Marc C. Savine, Unit Chief for Strategic Planning in the FBI, came to recruit personally for two staff positions. He stood by the chin-up station with his young son, watching PHC students execute the “chin-up challenge,” twelve or more reps.
“I am very, very impressed with the student body and their publications, so I am here to recruit. However, the jobs have also been advertised publicly, so the process is competitive,” he cautioned.
Recognizing the competitive nature of many of the jobs PHC students most desire, Sandra Corbitt, Dean of Student Life, set up the Career Fair to give students valuable face-to-face time with potential employers.

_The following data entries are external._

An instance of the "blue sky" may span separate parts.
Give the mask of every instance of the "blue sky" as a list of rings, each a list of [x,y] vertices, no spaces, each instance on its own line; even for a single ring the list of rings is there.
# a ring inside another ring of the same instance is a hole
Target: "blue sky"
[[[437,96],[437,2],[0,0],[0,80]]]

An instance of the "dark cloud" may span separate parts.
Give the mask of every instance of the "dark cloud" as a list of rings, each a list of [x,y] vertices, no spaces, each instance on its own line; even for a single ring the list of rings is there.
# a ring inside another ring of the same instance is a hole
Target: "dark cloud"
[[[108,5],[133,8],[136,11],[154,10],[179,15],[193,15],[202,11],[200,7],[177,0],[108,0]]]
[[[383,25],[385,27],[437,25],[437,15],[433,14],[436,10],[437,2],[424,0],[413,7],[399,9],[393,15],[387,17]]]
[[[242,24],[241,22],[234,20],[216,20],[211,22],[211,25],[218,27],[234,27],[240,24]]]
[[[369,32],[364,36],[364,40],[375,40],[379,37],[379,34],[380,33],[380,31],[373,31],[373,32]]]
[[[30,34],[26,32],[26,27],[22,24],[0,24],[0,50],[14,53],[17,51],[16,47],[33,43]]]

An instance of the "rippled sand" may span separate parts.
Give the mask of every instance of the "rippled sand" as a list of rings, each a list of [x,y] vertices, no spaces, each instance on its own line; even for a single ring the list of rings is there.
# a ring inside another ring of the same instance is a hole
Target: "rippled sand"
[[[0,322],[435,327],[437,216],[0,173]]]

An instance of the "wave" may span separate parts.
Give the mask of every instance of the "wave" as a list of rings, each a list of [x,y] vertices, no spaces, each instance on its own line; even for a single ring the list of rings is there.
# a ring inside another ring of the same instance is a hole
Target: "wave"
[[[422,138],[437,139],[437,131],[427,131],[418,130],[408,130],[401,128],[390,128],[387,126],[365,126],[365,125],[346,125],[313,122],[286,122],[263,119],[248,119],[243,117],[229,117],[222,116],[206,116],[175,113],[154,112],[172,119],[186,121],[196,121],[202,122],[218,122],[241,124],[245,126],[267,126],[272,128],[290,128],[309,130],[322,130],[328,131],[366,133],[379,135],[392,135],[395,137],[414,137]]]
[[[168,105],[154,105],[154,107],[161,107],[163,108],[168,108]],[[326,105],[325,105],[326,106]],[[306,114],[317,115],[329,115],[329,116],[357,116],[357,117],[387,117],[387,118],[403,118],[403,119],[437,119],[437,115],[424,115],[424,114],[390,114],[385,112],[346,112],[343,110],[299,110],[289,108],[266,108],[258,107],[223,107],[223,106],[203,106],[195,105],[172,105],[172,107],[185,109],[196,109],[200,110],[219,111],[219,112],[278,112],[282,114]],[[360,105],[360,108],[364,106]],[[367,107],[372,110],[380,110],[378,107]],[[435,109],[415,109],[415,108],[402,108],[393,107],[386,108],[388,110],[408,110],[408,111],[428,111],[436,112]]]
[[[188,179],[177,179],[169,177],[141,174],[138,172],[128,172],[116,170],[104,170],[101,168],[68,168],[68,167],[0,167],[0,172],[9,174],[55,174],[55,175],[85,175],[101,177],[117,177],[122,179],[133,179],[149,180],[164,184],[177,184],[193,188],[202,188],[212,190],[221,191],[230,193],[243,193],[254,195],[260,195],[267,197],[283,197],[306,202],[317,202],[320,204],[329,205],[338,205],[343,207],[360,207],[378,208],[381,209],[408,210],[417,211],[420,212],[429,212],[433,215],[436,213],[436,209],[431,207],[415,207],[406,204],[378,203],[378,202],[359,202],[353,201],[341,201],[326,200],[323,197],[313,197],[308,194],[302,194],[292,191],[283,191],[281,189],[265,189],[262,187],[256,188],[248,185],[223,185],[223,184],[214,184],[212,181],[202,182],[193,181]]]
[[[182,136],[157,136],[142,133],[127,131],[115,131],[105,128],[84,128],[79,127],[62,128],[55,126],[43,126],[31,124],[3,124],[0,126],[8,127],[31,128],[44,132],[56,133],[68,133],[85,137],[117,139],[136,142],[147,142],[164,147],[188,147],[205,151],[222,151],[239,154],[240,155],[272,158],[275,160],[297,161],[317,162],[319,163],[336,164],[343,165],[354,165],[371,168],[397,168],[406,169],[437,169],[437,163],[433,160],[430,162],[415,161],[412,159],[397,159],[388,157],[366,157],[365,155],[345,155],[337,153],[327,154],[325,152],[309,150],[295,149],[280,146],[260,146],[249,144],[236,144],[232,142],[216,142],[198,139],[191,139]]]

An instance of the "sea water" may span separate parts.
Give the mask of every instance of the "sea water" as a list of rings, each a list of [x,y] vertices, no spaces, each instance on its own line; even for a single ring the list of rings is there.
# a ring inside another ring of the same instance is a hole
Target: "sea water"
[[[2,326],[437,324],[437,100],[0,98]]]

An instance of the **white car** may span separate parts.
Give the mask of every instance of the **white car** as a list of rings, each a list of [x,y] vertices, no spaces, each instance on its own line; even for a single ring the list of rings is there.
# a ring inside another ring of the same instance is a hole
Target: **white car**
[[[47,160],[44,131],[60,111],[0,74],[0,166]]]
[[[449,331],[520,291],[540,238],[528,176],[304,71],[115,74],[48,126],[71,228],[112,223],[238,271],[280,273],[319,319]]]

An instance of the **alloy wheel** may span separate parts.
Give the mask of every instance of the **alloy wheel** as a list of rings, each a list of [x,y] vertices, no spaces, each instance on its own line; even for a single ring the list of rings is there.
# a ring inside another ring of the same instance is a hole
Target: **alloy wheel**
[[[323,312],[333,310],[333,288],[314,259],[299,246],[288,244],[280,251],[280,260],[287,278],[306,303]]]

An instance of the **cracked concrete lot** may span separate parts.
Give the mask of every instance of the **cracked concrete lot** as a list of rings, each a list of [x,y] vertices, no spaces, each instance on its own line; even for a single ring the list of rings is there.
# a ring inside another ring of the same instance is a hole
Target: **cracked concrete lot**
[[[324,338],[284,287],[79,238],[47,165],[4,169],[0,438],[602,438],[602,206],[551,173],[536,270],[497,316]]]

“It’s good to practice talking to these individuals before you go in for a job interview,” she said. “It can be very difficult if you’ve had no prior interaction.”

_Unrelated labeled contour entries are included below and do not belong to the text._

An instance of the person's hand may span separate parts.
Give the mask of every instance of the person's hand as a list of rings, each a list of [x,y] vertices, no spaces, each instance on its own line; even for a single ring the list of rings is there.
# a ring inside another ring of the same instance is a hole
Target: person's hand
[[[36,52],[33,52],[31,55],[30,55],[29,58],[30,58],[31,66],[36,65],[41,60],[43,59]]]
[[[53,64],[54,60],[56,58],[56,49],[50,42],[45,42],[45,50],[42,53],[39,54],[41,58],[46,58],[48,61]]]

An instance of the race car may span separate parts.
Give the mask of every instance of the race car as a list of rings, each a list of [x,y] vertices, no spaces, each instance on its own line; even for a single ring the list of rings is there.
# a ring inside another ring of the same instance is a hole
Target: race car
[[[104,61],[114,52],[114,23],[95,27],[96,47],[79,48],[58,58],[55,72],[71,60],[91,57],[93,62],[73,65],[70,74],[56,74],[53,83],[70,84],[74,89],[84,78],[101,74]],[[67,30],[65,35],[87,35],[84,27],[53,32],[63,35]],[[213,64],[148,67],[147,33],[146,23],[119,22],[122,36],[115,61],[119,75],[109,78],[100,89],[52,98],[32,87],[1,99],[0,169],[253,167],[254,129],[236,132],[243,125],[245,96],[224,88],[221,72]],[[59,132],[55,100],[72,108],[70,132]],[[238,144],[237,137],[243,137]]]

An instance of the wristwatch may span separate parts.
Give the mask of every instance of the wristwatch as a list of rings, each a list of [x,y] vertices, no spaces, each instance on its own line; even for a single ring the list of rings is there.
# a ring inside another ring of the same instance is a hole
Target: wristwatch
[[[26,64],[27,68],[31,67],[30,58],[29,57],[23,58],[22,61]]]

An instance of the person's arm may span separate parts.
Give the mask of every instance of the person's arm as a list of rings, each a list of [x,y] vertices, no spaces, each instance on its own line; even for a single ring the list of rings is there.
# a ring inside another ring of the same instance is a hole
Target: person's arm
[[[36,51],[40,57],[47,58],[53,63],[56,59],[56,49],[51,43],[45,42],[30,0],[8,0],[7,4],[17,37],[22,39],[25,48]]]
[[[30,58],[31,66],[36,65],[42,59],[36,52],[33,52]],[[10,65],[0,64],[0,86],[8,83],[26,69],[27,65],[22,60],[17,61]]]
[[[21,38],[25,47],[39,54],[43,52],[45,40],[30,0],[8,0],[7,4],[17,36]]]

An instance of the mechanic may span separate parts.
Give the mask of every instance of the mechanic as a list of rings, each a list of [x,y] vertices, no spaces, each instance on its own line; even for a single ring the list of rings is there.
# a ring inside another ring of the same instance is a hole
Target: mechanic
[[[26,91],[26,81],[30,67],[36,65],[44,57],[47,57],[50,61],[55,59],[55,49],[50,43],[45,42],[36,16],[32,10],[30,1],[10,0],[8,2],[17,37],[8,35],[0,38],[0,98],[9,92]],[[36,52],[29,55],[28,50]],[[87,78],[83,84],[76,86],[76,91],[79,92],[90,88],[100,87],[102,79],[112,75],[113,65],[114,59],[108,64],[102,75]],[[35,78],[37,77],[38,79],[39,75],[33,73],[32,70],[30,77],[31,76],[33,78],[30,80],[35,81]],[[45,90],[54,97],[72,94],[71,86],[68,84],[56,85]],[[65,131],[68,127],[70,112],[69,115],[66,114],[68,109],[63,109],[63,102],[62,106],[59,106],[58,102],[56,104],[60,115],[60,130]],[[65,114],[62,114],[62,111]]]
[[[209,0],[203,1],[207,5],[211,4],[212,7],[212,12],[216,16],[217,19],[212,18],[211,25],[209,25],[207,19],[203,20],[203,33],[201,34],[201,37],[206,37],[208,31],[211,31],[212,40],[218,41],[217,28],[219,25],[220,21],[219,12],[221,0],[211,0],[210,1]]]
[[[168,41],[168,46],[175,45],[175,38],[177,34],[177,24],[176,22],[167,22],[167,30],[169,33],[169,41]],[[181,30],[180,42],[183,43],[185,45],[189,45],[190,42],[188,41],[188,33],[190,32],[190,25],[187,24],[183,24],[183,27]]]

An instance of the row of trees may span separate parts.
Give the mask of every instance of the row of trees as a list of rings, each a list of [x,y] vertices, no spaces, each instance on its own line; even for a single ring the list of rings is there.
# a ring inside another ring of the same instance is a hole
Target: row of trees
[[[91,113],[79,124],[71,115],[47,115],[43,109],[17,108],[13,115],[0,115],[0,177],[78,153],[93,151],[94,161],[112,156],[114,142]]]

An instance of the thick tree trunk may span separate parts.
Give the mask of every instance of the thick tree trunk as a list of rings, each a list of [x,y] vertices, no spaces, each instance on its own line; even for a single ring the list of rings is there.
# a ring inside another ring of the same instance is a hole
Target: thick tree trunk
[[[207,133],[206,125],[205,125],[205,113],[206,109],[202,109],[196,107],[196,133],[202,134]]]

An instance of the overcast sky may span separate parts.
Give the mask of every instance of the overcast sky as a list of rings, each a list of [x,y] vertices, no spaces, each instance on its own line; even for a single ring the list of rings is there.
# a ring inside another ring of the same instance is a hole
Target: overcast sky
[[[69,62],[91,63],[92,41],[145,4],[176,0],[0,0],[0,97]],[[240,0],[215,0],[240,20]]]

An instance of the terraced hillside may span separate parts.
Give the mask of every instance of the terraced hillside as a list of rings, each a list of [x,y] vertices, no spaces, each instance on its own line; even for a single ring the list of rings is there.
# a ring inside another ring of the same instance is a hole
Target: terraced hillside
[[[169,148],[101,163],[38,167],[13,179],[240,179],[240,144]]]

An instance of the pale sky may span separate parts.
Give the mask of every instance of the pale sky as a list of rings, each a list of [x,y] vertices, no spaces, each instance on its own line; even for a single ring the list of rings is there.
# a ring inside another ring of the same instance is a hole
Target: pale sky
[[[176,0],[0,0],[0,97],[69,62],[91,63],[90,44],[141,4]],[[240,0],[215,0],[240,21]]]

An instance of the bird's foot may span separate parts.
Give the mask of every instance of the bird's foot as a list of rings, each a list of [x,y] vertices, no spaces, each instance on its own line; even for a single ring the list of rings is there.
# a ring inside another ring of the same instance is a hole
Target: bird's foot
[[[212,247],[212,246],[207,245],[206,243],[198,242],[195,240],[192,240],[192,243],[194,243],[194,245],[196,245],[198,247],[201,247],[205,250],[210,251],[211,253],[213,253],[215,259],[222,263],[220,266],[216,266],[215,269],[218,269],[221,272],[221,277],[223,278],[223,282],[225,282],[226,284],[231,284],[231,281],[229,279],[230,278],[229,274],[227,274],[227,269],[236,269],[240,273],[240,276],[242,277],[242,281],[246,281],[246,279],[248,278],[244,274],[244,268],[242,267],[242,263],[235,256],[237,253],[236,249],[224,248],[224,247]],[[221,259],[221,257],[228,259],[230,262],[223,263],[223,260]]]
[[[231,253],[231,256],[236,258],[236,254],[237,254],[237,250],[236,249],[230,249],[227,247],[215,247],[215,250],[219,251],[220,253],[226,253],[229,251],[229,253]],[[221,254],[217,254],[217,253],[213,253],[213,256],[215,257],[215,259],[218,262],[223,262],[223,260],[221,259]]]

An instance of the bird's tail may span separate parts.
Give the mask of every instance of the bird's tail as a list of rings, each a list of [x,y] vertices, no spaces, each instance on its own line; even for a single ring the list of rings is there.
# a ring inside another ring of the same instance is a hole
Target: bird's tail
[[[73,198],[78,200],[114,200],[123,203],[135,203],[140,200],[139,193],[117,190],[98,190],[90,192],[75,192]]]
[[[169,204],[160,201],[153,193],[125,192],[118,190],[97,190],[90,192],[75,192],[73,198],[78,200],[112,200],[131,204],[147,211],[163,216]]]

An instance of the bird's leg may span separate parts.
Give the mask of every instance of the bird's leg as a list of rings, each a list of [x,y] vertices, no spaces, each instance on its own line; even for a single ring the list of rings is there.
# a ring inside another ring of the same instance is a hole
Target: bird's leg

Another organization, Prison Fellowship, deals with criminal justice reform and other ethical issues surrounding imprisonment. Faith Schwartz has worked for them since she graduated from PHC in 2005 with a major in Public Policy.
“It’s been a perfect fit for what I took away from Patrick Henry,” she said.

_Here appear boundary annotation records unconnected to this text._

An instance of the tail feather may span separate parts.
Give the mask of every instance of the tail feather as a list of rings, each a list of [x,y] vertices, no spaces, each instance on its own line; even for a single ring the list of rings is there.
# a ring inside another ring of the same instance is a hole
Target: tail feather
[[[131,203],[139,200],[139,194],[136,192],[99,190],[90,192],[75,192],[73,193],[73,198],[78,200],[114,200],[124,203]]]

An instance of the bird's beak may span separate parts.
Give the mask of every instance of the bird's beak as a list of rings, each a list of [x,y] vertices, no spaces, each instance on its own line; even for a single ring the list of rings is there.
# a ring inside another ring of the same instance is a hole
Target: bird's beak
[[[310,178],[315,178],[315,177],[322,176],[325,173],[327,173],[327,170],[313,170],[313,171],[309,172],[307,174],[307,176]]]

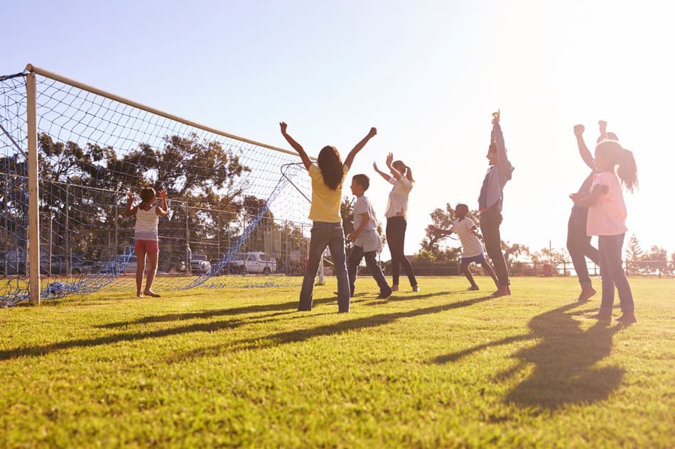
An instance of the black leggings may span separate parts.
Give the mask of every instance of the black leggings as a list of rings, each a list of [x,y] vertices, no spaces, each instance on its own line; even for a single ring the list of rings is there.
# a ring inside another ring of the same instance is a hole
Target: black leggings
[[[392,253],[392,284],[399,284],[401,267],[403,267],[403,270],[408,275],[411,287],[414,287],[417,286],[417,279],[415,279],[413,266],[410,265],[410,260],[408,260],[404,253],[407,226],[405,217],[394,216],[387,218],[387,244],[389,247],[389,253]]]

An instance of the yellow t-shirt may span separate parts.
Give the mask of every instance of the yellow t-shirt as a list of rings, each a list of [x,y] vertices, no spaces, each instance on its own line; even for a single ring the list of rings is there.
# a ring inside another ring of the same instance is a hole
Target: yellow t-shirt
[[[309,176],[312,178],[312,206],[309,209],[309,219],[312,221],[325,221],[327,223],[342,223],[340,216],[340,204],[342,199],[342,187],[331,190],[323,182],[321,170],[315,164],[309,167]],[[342,182],[349,167],[342,165]]]

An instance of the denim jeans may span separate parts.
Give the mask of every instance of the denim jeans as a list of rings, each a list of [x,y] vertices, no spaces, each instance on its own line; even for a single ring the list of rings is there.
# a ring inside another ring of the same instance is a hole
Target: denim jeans
[[[598,238],[600,275],[603,277],[603,301],[600,305],[600,313],[605,315],[612,314],[615,287],[619,291],[621,311],[624,314],[632,313],[635,309],[633,294],[630,291],[630,284],[621,261],[621,249],[625,235],[600,235]]]
[[[401,267],[403,267],[404,271],[408,275],[410,286],[415,287],[417,285],[415,272],[413,271],[413,266],[404,252],[407,227],[405,217],[394,216],[387,219],[387,245],[389,247],[389,253],[392,253],[392,284],[399,284]]]
[[[492,261],[495,273],[500,286],[509,285],[509,268],[502,253],[502,213],[497,209],[487,209],[480,213],[480,231],[485,240],[485,250]]]
[[[590,244],[590,236],[586,235],[586,220],[588,218],[588,209],[585,207],[573,207],[567,223],[567,250],[572,258],[574,271],[579,278],[582,288],[593,287],[590,277],[588,275],[588,265],[586,257],[596,264],[600,264],[600,255],[598,250]]]
[[[347,272],[349,273],[350,292],[352,296],[354,296],[354,283],[356,282],[356,272],[359,268],[359,264],[361,263],[361,259],[366,258],[366,267],[370,270],[372,277],[377,282],[377,287],[379,287],[379,294],[389,296],[392,294],[392,287],[387,283],[384,279],[384,275],[382,269],[377,265],[377,260],[375,260],[377,251],[367,251],[364,253],[363,247],[354,246],[352,248],[352,252],[350,253],[349,257],[347,259]]]
[[[330,249],[330,255],[338,277],[338,310],[348,312],[350,294],[349,277],[345,256],[345,233],[342,223],[325,223],[315,221],[312,226],[312,238],[309,243],[309,260],[300,290],[298,311],[312,310],[312,299],[314,294],[314,279],[319,269],[319,262],[323,257],[326,246]]]

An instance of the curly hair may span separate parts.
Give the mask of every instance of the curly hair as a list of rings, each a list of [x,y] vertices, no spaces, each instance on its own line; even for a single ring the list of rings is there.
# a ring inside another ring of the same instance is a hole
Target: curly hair
[[[335,147],[326,145],[321,148],[316,162],[318,164],[323,182],[331,190],[338,190],[342,186],[342,160]]]

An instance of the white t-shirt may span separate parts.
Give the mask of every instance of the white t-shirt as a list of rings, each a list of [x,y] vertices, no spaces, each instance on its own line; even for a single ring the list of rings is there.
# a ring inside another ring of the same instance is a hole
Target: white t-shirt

Prison Fellowship came to the Career Fair in search of new interns. When they attended the last Fair in the spring, they came away with at least one—Magnus Elhardt (’07).
“This is a great student body; we’d love to have interns for the summer,” said Robbie Keyes, the Fellowship representative.
Besides the FBI and Prison Fellowship, the slate of potential employers at the Career Fair included the Department of State, the U.S. Army, Young America’s Foundation, the Leadership Institute, the CG Koch Foundation, the Institute of World Politics in DC, McLean Bible Church (a 10,000-15,000 member mega-church), the Beckett Fund for Religious Liberty, and two Christian classical K-12 schools. As Dean Corbitt encouraged the students, no matter what their major, they would find something of value.
“It’s a good idea just to come down and walk through to let these people see what PHC students look like,” she smiled. “There is more involved even in intelligence jobs than guns and badges. Everyone wants people who can write well.”
Student Life plans to organize a Career Fair every fall, to give seniors time to apply for jobs before May graduation.